$F$-birestriction monoids in enriched signature
Ganna Kudryavtseva, Ajda Lemut Furlani
TL;DR
The paper develops a comprehensive theory of $F$-birestriction monoids in the enriched signature, providing a canonical coordinatization of the free object ${\mathsf{FFBR}}(X)$ as $E({\mathcal I}) \rtimes X^*$ with ${\mathcal I}$ the universal inverse monoid of an enriched presentation. It proves a precise structure theorem via a partial action product, shows that the word problem is decidable through Schützenberger graphs, and analyzes geometric models and Margolis–Meakin-type expansions, including positive results for the free perfect case ${\mathsf{FFBR}}_p(X)$. The work defines and situates several varieties ${\bf FBR}, {\bf FBR_{ls}}, {\bf FBR_{rs}}, {\bf FBR_s}, {\bf FBR_p}$ in the enriched setting, clarifying how max-elements $a^{\mathfrak{m}}$ interact with projections and premorphisms. Altogether, it links algebraic, combinatorial, and geometric methods to understand free and structured $F$-birestriction monoids and their decidability properties, with explicit geometric models for certain subcases.
Abstract
Motivated by recent interest to $F$-inverse monoids, on the one hand, and to restriction and birestriction monoids, on the other hand, we initiate the study of $F$-birestriction monoids as algebraic structures in the enriched signature $(\cdot, \, ^*, \,^+, \, ^{\mathfrak{m}},1)$ where the unary operation $(\cdot)^{\mathfrak{m}}$ maps each element to the maximum element of its $σ$-class. We find a presentation of the free $F$-birestriction monoid ${\mathsf{FFBR}}(X)$ as a birestriction monoid ${\mathcal F}$ over the extended set of generators $X\cup\overline{X^+}$ where $\overline{X^+}$ is a set in a bijection with the free semigroup $X^+$ and encodes the maximum elements of (non-projection) $σ$-classes.
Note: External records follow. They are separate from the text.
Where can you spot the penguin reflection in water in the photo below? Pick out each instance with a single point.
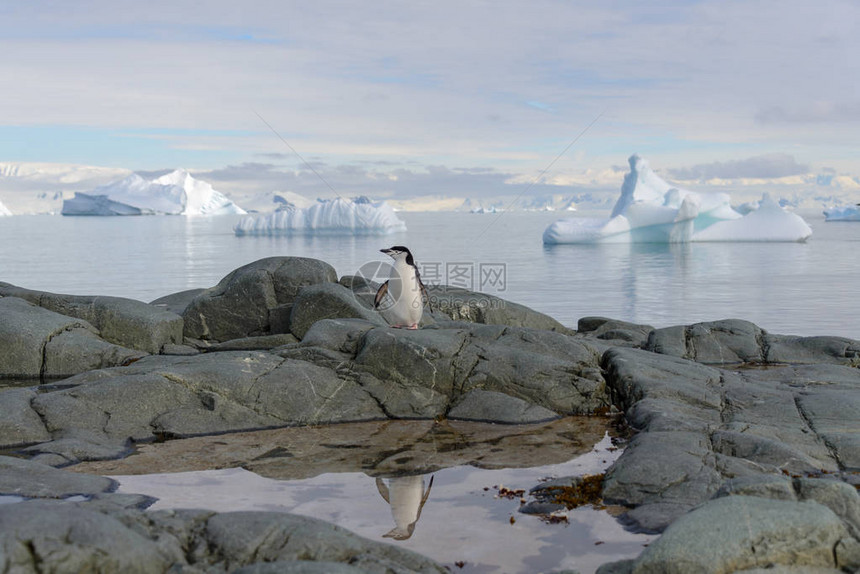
(406, 496)
(400, 300)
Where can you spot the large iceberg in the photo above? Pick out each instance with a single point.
(360, 216)
(176, 193)
(650, 210)
(849, 213)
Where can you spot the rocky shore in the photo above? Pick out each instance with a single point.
(745, 452)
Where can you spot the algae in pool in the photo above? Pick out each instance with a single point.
(428, 486)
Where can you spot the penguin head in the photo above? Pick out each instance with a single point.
(399, 253)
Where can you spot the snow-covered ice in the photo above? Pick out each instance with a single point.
(650, 210)
(176, 193)
(849, 213)
(360, 216)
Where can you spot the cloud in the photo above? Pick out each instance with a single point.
(442, 83)
(816, 112)
(769, 166)
(402, 182)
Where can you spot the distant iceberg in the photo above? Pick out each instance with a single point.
(653, 211)
(850, 213)
(360, 216)
(176, 193)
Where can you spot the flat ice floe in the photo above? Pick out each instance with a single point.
(326, 217)
(176, 193)
(850, 213)
(650, 210)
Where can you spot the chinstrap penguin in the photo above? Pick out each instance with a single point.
(400, 300)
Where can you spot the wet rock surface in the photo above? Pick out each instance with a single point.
(91, 537)
(731, 424)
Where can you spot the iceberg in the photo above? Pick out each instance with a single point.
(359, 216)
(849, 213)
(176, 193)
(650, 210)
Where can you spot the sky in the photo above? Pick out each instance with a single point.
(432, 96)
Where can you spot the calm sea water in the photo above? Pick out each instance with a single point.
(807, 289)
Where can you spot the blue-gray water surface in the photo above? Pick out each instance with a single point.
(790, 288)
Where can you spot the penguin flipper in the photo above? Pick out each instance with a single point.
(380, 294)
(425, 294)
(424, 498)
(383, 489)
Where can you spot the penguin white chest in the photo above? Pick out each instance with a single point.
(404, 291)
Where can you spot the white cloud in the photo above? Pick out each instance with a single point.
(445, 83)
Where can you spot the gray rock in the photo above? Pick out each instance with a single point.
(121, 321)
(71, 450)
(716, 342)
(848, 554)
(781, 569)
(50, 537)
(246, 537)
(741, 532)
(33, 480)
(19, 423)
(481, 405)
(664, 475)
(619, 567)
(177, 302)
(736, 341)
(763, 486)
(635, 374)
(328, 301)
(420, 374)
(41, 343)
(839, 497)
(538, 507)
(790, 349)
(264, 342)
(203, 394)
(701, 426)
(240, 305)
(342, 335)
(474, 307)
(620, 333)
(299, 567)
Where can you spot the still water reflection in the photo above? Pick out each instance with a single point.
(429, 487)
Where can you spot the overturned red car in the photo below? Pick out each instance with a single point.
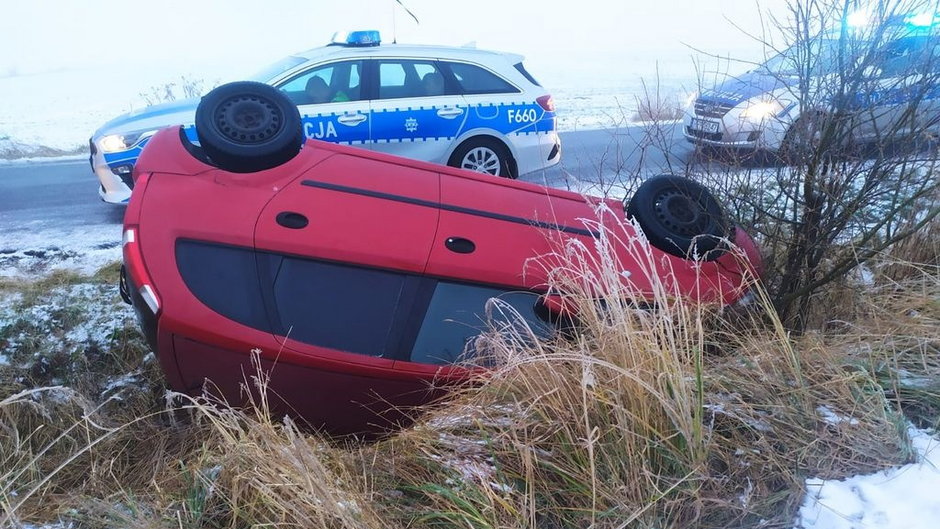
(358, 278)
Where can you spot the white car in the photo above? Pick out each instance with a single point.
(463, 107)
(780, 104)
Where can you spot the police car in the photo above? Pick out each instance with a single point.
(463, 107)
(781, 104)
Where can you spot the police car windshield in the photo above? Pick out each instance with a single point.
(816, 58)
(270, 72)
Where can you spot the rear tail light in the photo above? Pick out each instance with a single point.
(547, 103)
(134, 262)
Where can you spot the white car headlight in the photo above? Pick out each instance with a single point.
(760, 110)
(112, 143)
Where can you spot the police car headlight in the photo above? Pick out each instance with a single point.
(112, 143)
(122, 142)
(760, 110)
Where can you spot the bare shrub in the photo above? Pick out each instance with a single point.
(184, 88)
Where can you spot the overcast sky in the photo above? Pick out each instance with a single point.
(41, 35)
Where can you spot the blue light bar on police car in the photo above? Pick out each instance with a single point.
(357, 38)
(922, 20)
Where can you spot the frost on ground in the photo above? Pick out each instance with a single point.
(34, 249)
(899, 498)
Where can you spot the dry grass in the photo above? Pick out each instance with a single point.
(678, 416)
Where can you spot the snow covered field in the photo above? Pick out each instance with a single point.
(60, 110)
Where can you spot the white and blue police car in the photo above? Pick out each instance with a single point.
(463, 107)
(773, 106)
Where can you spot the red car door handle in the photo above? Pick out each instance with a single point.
(292, 220)
(460, 245)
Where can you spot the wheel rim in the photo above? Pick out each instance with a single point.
(681, 215)
(247, 119)
(482, 160)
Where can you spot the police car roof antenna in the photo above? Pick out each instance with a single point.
(394, 25)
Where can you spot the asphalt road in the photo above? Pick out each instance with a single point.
(46, 195)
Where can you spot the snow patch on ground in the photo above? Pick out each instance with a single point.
(34, 250)
(899, 498)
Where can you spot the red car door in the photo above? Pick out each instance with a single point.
(340, 248)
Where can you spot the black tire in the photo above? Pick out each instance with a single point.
(680, 217)
(484, 155)
(246, 126)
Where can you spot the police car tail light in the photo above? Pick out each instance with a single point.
(134, 262)
(547, 103)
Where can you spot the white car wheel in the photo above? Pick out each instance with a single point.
(481, 160)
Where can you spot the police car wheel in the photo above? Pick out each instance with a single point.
(680, 217)
(484, 156)
(246, 126)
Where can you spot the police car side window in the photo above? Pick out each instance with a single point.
(332, 83)
(410, 78)
(906, 56)
(475, 80)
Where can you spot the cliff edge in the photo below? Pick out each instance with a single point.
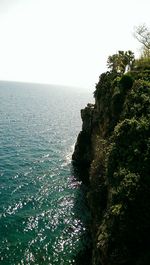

This enables us to show that ${\mathsf{FFBR}}(X)$ decomposes as the partial action product $E({\mathcal I})\rtimes X^*$ of the idempotent semilattice of the universal inverse monoid ${\mathcal I}$ of ${\mathcal F}$ partially acted upon by the free monoid $X^*$. Invoking Schützenberger graphs, we prove that the word problem for ${\mathsf{FFBR}}(X)$ and its strong and perfect analogues is decidable. Furthermore, we show that ${\mathsf{FFBR}}(X)$ does not admit a geometric model based on a quotient of the Margolis-Meakin expansion $M({\mathsf{FG}}(X), X\cup \overline{X^+})$ over the free group ${\mathsf{FG}}(X)$, but the free perfect $X$-generated $F$-birestriction monoid admits such a model.